ローカルなカメラのスタイルに画像を合わせる仕組み
研究チームはEndoStyleを、内視鏡システム間のデジタル翻訳機のように設計しました。ある大腸内視鏡フレームとターゲットとなる「スタイル」(例えば特定の映像プロセッサの見た目)を入力として受け取り、解剖学的構造やポリープは保持しつつ全体の外観をターゲット機器に合わせて変換した新しい画像を生成します。内部では、強力な画像変換ネットワークと出力を鮮明にする超解像モデルを組み合わせています。腸のひだや目立たない平坦なポリープのような重要な特徴が消えたり誤って生成されたりしないように、特別な保護機構も導入されています。

生成画像が本物らしく見えるかを検証する
EndoStyleによる合成画像が信頼できるかを確かめるため、まず視覚的なリアリズムや知覚的類似性を捉えるコンピュータビジョン指標で、生成画像と実際の内視鏡画像を比較しました。5種類の異なる映像プロセッサ、数十万フレームにわたり、変換後の画像は全体の見た目と詳細な質感の両方で実際の画像に近い一致を示しました。医用画像に精通した3つの独立したAIモデルも、新しい画像が元の内容とターゲット機器のスタイルの両方に似ていると評価しました。次に、16拠点から集まった22人の経験豊富な内視鏡医がブラインド実験に参加しました。彼らは短い内視鏡動画を見て、ある静止フレームが実際のものかEndoStyleで生成されたものかを判定しました。医師たちはEndoStyle画像を実際のフレームとほぼ同じ頻度で同一検査由来と判断し、明らかに異なる画像よりもはるかに多く選んだため、合成画像は実地での“違和感検査”を通過したと考えられます。
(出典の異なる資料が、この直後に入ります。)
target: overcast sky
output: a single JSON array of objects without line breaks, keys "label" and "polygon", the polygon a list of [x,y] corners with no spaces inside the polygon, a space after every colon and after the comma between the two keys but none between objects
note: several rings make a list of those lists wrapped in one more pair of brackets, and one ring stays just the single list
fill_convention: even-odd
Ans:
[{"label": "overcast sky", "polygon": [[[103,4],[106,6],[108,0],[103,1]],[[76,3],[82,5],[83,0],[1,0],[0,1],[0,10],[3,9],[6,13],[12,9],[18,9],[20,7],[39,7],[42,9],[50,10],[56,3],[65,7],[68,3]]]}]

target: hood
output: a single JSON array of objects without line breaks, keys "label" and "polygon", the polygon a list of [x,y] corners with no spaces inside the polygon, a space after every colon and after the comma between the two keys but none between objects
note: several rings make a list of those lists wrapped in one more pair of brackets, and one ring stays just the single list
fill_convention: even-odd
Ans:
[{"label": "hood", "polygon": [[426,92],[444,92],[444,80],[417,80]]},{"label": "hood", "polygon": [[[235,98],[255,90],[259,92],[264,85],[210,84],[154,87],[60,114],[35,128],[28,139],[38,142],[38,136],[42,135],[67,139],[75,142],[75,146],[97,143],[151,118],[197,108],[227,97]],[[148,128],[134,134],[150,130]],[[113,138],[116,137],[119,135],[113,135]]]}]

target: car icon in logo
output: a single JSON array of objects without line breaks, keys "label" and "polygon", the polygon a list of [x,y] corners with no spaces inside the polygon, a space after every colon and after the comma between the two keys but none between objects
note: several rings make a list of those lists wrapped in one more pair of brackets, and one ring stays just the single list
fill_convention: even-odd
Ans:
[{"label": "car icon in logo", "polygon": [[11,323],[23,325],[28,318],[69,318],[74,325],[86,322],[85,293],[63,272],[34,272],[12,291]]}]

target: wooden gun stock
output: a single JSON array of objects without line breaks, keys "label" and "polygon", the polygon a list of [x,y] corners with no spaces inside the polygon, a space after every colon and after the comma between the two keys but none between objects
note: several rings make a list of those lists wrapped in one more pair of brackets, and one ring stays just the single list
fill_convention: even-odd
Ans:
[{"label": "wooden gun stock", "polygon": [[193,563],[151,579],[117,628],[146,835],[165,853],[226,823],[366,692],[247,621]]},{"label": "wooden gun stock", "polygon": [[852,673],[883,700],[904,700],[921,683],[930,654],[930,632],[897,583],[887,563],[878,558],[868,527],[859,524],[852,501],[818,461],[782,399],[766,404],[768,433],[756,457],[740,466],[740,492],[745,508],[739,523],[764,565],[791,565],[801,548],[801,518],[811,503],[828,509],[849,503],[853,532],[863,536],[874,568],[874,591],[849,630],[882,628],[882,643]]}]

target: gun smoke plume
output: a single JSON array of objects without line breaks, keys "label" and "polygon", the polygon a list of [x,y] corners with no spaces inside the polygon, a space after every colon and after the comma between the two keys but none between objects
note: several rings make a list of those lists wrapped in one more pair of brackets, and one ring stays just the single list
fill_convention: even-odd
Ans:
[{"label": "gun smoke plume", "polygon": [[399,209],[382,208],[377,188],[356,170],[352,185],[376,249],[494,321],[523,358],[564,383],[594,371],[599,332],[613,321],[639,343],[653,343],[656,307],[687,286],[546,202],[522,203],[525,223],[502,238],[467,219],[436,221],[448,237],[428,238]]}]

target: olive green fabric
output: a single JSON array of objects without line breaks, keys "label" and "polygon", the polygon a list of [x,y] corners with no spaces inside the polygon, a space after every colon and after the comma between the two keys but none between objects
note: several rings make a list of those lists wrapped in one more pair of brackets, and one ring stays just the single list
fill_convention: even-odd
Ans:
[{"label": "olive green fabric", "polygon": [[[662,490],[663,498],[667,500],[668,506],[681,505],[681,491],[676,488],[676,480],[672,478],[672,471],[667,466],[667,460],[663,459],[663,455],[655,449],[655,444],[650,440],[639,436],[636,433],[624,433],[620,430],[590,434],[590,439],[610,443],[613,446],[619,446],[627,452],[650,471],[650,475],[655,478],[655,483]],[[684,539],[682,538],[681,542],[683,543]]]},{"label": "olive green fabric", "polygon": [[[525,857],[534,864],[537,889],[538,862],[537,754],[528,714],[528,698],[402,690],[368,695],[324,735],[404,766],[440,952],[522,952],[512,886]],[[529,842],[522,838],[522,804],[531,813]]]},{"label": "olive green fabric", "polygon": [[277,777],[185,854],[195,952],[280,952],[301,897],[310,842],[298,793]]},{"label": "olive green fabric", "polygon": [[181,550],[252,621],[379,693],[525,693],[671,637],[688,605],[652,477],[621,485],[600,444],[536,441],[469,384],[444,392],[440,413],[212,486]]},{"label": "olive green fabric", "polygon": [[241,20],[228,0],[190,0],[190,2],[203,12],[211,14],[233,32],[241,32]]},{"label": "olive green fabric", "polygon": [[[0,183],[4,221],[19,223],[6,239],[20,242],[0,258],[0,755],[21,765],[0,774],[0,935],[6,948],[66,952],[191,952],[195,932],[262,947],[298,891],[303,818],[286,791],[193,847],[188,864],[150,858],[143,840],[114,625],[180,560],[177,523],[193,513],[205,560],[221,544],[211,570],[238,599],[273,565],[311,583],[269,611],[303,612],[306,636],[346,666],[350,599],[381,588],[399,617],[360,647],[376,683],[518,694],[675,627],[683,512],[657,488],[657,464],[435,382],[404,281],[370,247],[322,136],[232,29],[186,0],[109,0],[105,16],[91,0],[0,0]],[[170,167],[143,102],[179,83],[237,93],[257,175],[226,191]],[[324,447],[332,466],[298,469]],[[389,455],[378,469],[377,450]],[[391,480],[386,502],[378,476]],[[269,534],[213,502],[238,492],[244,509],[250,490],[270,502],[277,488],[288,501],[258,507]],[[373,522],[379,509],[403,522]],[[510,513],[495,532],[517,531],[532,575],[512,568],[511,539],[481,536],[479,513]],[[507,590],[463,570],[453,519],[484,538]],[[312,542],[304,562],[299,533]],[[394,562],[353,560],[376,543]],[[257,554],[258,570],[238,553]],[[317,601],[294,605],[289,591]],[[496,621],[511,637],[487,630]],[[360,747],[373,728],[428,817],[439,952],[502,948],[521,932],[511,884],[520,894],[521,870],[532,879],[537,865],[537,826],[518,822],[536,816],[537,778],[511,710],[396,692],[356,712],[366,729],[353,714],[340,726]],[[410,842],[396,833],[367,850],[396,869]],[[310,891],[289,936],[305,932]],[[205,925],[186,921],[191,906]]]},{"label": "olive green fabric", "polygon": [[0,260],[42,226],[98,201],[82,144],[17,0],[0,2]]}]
AIが正しいポリープを見つけ、ノイズを無視するのを助ける
次に、このリアルでスタイルに合わせた画像が実際にAIのポリープ検出を改善するかを検証しました。複数の検出システムを、公的な大腸内視鏡画像とEndoStyleで生成しテスト映像の2つの特定のOlympusプロセッサに合わせた合成フレームを混ぜて学習させました。また、元の学習データが別ブランド(Fujifilm)由来で、EndoStyle自身の学習に使われていない場合というより厳しいケースも検討しました。どちらの状況でも、ターゲットプロセッサに合わせた合成画像を追加するとAIモデルの選択性が高まり、誤検知は設定によって約25%から40%超まで減少しました。一方で感度(真のポリープを検出する頻度)はわずかに低下したにとどまりました。重要な点として、合成画像が偽物のポリープを生み出した形跡はなく、見逃されたごく一部の病変はベースラインのAIや市販ツールでも検出困難なものが大半でした。

患者と施設にとっての意義
プロセッサ固有のリアルな合成画像を生成し、安全に検出アルゴリズムの学習に使えることを示したこの研究は、大腸内視鏡AIをより移植可能で信頼できるものにする実用的な方法を提供します。施設が機器を更新・変更するたびに大規模な新しいデータを収集・ラベリングする代わりに、既存の画像コレクションをEndoStyleで新しい機器のスタイルに合わせて適応させ、少ない追加作業で再学習を行える可能性があります。即時の利点は、重要なポリープの多くを維持しつつ誤警報が減ることで、内視鏡医にとってツールの煩雑さが減り信頼性が向上する点です。長期的には、このようなスタイル転送手法が病院間でAIの性能を標準化し、がん予防の改善や将来の医師向けのより現実的なトレーニングシミュレータの支援につながる可能性があります。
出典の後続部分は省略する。